Climate scientists: Zero emissions by 2050 is too late

Prominent climate scientists warn that 2050 is too late to reduce carbon dioxide emissions to practically zero. Scientists involved in the UN IPCC climate panel told NOS that the year mentioned in the European Green Deal and Dutch climate law should actually be brought forward for ten years, to 2040 at the latest.

In two weeks, a global climate conference will begin in Glasgow, where tougher climate agreements must be struck. The scientific basis for this is formed by the reports of the Intergovernmental Panel on Climate Change. Scientists say current climate targets for the Netherlands and the European Union do not limit warming to 1.5 degrees.

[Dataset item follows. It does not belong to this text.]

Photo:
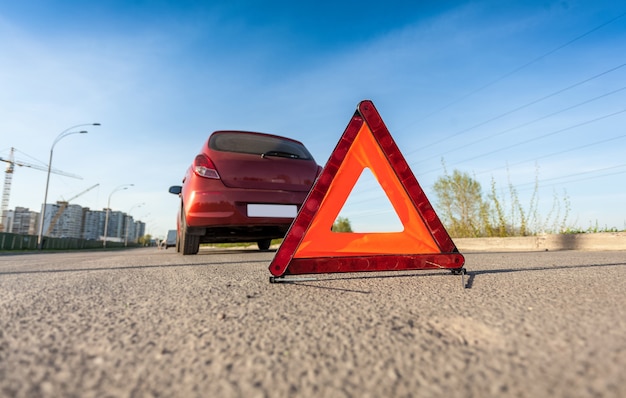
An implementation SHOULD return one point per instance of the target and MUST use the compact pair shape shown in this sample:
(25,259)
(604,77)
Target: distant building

This has to do with the distinction between rich and poor countries. Rich countries, such as the Netherlands and other EU member states, should lead the way more clearly, according to IPCC members Helen de Koenenk and Martin van Aalst. This is what was agreed upon internationally a long time ago, and moreover, according to them, there is no alternative.

More carbon dioxide from rich countries

“First, because we have a historical responsibility, we have already released more carbon dioxide than average in the past,” says van Aalst, professor at TU Twente and director of the International Climate Center of the Red Cross. His colleague Helen de Koninck, a professor at Eindhoven University of Technology: “The carbon dioxide that rich countries emitted in the past is still in the air and is still doing its job in global warming.”

Van Aalst believes that the second reason is that the poor countries will wait for the rich countries anyway. “If we don’t show it, why should they. So they’ll always be a little behind us. If we’re going to tempt them to get to zero worldwide by 2050, we have to be the first to show we can.”